Last night I attended Mary’s second college dance recital,modern, jazz and ballet. It was beautiful, joyous and a whole lot of fun. As we drove back to Hot Springs I thought about the athleticism of the evening. Then of course, I started thinking about our Taekwondo school.
Two years ago when our current instructor, Jim Robinson (a 53 year old sixth degree), bought out taekwondo school, I thought it was the end of my martial arts career. For ten years, the previous owner had pushed us to be powerful and brutal.
Jim Robinson’s style was nearly the polar opposite. He insisted, even demanded, we be flexible, quick and fluid. He promised the power would come. And as he said over and over, if we weren’t quick enough to hit somebody, it didn’t matter how much power we had.
Being quick and flexible sounds like a brilliant idea unless you aren’t that way. Most of the teenagers in class are naturally quick and it was easier for them to pick up speed.
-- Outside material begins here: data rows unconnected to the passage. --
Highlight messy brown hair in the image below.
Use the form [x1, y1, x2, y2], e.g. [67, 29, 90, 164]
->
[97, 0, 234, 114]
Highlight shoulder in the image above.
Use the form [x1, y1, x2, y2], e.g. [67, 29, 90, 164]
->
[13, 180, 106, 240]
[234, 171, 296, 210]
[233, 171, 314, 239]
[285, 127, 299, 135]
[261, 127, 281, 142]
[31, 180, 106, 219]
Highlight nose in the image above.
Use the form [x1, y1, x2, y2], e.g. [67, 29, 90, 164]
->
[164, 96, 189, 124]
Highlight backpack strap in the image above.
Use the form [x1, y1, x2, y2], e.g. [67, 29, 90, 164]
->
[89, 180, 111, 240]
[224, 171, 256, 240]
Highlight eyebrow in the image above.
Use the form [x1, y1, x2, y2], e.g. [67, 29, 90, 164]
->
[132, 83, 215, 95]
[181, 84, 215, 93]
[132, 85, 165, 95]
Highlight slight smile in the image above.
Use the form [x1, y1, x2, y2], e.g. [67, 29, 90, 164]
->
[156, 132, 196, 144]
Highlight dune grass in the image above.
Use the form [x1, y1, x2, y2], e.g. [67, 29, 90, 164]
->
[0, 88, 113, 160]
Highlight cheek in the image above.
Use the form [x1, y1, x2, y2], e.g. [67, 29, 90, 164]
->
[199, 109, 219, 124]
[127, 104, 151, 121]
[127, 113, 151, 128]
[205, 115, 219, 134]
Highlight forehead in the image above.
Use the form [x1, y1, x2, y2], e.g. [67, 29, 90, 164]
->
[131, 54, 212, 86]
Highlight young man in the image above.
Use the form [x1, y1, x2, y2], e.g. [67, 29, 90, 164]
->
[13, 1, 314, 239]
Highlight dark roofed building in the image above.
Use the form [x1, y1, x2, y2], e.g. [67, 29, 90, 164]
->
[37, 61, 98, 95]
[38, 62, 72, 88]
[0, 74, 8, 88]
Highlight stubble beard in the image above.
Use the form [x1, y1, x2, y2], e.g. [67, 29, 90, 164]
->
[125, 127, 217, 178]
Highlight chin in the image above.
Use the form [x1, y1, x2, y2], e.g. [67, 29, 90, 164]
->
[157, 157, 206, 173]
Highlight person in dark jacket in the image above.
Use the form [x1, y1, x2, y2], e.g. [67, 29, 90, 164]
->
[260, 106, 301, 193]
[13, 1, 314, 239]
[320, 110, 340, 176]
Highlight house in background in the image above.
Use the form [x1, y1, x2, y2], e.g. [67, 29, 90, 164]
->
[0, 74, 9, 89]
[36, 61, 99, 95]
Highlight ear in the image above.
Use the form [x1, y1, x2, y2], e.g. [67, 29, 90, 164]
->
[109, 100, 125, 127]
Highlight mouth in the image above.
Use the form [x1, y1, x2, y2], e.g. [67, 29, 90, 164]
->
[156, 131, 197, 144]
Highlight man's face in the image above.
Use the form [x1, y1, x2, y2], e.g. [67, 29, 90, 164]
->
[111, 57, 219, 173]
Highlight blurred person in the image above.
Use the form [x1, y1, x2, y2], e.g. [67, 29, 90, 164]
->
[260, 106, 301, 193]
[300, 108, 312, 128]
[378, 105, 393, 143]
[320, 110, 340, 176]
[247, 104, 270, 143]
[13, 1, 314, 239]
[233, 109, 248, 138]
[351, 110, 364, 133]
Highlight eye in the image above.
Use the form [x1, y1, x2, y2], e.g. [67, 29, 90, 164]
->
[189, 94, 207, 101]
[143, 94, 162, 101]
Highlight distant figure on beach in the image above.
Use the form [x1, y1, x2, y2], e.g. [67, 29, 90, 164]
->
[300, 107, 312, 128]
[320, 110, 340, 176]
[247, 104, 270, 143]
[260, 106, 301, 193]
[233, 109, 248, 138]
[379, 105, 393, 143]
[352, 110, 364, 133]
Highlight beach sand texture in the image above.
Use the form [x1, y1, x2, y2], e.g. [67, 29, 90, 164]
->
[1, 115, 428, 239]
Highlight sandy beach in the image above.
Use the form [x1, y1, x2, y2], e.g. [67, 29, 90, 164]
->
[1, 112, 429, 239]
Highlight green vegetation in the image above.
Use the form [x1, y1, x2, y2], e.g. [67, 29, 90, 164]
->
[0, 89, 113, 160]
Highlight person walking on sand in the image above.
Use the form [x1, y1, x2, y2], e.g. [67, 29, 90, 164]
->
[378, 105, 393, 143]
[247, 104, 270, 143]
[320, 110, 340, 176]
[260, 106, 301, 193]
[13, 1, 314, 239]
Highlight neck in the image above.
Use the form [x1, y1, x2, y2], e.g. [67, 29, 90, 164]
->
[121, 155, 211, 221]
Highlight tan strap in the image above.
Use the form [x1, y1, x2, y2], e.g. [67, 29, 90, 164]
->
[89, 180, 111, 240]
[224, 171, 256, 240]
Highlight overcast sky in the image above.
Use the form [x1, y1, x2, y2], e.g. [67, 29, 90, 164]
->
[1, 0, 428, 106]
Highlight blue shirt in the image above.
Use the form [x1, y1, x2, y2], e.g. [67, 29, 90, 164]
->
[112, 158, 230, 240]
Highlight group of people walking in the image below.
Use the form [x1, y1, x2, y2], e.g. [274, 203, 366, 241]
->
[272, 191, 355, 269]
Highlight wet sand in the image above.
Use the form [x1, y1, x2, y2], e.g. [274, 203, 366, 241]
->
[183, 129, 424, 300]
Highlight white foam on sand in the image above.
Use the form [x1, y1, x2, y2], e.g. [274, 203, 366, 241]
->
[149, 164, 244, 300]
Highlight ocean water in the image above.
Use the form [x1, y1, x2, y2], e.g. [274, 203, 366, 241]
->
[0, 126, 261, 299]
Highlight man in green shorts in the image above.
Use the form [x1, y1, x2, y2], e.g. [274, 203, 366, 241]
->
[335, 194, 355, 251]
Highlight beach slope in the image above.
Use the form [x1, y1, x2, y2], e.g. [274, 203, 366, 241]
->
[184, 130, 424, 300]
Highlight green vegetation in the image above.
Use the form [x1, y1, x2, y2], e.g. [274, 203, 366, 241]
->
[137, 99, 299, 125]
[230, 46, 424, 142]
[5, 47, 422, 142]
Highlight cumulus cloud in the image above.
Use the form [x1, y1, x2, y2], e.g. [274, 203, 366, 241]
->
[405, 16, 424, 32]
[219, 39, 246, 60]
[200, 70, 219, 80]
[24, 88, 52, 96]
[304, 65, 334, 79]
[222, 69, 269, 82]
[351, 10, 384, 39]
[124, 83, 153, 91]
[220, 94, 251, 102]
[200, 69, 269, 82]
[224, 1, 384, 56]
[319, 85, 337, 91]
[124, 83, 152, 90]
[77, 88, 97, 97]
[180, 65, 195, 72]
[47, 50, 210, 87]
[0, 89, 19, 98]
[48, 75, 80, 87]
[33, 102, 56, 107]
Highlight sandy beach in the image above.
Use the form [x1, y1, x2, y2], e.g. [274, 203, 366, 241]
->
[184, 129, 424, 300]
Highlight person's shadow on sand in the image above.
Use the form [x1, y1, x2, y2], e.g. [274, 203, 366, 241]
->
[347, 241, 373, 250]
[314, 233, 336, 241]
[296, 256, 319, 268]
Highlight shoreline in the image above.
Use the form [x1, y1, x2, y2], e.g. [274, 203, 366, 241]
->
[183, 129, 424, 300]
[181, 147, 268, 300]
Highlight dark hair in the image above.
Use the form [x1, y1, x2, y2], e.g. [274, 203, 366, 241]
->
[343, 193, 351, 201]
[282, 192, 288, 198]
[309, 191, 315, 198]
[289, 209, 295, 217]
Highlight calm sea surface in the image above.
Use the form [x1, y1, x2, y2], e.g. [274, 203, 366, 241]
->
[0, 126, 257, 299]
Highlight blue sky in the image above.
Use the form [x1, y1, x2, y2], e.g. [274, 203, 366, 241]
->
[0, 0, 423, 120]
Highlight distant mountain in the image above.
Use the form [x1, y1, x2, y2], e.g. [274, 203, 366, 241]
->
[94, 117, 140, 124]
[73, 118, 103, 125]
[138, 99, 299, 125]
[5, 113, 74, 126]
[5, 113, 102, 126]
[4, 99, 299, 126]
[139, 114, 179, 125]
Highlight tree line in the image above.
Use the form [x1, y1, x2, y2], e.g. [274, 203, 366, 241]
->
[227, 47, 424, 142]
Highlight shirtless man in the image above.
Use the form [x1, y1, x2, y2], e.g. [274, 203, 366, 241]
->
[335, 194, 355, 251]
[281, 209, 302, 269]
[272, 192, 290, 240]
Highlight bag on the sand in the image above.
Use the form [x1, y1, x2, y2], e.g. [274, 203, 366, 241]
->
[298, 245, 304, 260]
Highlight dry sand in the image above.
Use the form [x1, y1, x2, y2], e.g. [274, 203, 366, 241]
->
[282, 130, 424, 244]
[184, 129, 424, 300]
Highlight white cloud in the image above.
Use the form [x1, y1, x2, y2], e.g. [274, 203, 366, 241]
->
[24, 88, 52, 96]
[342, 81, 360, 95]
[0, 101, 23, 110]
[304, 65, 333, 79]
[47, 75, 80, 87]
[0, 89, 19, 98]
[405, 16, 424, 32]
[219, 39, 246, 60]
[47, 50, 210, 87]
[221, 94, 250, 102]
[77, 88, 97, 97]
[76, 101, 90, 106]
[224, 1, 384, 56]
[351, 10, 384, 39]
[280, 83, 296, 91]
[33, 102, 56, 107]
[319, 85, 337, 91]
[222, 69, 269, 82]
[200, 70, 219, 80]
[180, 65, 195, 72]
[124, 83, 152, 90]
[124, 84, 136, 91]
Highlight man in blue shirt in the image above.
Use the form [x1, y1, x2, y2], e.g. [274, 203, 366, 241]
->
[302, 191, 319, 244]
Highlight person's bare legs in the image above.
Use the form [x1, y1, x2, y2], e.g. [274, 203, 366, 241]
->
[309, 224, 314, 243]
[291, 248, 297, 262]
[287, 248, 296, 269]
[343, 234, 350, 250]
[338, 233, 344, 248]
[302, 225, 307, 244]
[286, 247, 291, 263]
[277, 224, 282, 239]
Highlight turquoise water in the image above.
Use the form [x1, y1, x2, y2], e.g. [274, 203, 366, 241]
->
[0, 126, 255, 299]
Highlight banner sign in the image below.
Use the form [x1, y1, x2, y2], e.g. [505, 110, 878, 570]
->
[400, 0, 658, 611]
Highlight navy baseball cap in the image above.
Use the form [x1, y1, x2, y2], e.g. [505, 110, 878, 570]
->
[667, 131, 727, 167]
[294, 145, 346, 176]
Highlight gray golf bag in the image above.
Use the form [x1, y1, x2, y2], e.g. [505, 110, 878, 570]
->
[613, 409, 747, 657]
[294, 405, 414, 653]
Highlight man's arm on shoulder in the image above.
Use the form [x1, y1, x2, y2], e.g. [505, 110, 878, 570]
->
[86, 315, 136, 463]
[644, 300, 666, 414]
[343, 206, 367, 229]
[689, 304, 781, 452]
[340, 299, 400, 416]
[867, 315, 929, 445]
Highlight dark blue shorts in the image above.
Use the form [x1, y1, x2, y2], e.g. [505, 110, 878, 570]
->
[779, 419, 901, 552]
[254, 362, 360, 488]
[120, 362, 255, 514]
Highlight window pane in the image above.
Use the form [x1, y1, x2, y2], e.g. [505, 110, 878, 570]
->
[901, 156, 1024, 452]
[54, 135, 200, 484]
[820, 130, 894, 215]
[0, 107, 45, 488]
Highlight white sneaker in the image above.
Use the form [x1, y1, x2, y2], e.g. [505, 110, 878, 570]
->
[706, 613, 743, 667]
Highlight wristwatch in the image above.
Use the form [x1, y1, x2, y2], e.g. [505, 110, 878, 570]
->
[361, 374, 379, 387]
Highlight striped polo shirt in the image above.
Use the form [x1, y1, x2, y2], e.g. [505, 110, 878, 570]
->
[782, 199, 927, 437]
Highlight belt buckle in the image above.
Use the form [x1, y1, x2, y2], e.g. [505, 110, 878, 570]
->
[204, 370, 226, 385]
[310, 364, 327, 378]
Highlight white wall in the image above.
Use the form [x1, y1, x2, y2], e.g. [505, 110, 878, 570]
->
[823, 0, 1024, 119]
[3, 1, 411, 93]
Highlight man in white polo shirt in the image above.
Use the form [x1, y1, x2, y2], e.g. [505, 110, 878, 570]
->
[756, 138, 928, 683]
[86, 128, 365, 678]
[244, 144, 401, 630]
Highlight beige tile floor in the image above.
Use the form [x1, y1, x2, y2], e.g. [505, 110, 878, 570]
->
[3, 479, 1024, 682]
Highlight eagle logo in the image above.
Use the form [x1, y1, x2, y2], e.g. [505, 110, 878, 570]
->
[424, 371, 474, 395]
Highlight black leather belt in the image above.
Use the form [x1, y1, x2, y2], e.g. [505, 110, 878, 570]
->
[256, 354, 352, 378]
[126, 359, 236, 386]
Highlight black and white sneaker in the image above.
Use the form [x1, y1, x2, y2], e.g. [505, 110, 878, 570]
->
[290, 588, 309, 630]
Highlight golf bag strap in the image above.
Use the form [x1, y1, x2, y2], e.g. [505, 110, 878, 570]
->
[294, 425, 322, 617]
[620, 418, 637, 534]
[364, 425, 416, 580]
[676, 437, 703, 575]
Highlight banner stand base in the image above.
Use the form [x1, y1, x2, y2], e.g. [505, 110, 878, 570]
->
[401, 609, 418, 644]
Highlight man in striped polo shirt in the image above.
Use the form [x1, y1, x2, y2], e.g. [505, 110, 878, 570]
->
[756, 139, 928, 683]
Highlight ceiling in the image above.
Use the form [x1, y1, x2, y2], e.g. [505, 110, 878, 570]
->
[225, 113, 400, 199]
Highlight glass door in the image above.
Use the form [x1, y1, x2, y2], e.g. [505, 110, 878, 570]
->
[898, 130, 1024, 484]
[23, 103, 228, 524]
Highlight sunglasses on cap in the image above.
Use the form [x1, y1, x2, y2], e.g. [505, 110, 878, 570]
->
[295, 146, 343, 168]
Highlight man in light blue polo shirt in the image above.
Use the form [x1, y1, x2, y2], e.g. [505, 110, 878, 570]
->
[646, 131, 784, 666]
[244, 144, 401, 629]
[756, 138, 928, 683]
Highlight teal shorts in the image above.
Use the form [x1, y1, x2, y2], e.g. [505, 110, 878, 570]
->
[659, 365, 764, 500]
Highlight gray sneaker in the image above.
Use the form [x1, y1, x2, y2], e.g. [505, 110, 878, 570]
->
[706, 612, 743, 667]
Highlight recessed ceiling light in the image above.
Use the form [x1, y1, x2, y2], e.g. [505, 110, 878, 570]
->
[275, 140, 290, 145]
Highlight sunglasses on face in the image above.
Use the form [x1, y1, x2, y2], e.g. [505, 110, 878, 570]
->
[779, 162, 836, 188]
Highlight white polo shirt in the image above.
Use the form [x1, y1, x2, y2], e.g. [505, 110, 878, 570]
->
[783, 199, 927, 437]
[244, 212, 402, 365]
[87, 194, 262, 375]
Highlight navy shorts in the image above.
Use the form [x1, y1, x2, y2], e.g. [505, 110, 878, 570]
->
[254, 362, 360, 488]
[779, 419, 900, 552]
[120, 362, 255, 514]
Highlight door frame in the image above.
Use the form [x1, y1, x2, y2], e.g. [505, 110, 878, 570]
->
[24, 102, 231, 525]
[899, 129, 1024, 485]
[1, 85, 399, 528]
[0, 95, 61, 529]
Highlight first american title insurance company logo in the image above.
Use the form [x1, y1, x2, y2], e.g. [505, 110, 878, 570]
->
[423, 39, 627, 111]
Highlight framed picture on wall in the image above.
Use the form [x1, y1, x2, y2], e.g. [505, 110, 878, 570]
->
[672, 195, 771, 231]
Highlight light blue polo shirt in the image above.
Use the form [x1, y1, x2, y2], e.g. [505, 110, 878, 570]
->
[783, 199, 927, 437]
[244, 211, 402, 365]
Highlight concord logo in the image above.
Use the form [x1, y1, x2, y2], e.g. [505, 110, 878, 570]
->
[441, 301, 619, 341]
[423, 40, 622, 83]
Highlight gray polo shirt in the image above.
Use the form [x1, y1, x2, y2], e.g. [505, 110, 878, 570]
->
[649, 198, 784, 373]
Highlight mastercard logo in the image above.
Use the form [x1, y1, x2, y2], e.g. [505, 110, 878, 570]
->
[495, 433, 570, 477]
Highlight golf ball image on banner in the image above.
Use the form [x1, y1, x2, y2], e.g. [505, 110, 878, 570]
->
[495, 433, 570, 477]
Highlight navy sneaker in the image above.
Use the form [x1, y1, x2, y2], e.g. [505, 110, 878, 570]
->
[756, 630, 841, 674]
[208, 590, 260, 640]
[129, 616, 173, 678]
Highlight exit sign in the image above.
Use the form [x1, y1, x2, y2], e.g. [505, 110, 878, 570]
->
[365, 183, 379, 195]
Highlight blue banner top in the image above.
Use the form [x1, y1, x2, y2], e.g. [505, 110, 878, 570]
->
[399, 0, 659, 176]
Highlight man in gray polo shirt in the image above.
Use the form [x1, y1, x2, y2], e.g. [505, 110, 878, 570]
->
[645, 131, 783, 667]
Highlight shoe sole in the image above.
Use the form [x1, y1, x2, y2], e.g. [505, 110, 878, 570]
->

For anyone over the age of 40 it’s an entirely different situation.
The running joke about my spin heel kick has been, “Yeah, it’s beautiful but you can drink a cup of coffee before it lands.”
Though in his 50s, Jim Robinson is ridiculously quick and flexible. He’s gifted and works harder than everybody else. After watching countless martial artists, young and old, for 13 years, I’ve only seen one or two men who could match his speed. His kicks are blisteringly fast with razor like accuracy. I wanted to be just a little like him, just a little bit. But doubted that was possible.
When he demonstrated a double and triple lead leg round kick, and said that’s what he wanted from us, I think I accidentally rolled my eyes. Yes, I could kick two or three times, but it’s wasn’t fast. Pretty but slow. However I could do one thing fast, I could get really really frustrated and embarrassed. Why was I so slow and lumbering after ten or eleven years of training? Night after night I cried in the car on the way home after class like a big chicken baby cheese cake.
Fast forward a year and a half.
Half a dozen times I wanted to quit but my pride and the kids wouldn’t let me, even though I was the oldest in the class by THIRTY YEARS. Night after night it’s just me and a bunch of awesome teenagers. Mr. Robinson has been pushing us all to kick fast. Kick low, kick high, kick fast.
Last week I was partnered with a sixteen year old yellow belt. Kicking drills, double round kicks, high and low, and suddenly this girl said, “whoa, you’re fast.”
“Who? Me?” I kicked again, to her knee then her face, and I smiled. Yeah, I know it’s easy to impress a yellow belt but it still felt good. There was no “blistering” speed, it wasn’t a McNeeley or Robinson kick, it wasn’t even teenaged boy fast. But my kicks were 100 percent faster than they were 18 months ago. I was stunned, I was better. How had that happened.
Everyday, I am am amazed by what we can accomplish if we simply refuse to quite. If we try to get better, at anything, we will. It’s simply a matter of showing up and trying…over and over and over again.
And it really helps if we surround ourselves with people who inspire, who push and shove and have unbreakable faith we can all get better.
The secret is you can’t quit. And as my friend Amelia says, “just try to suck a little less everyday.”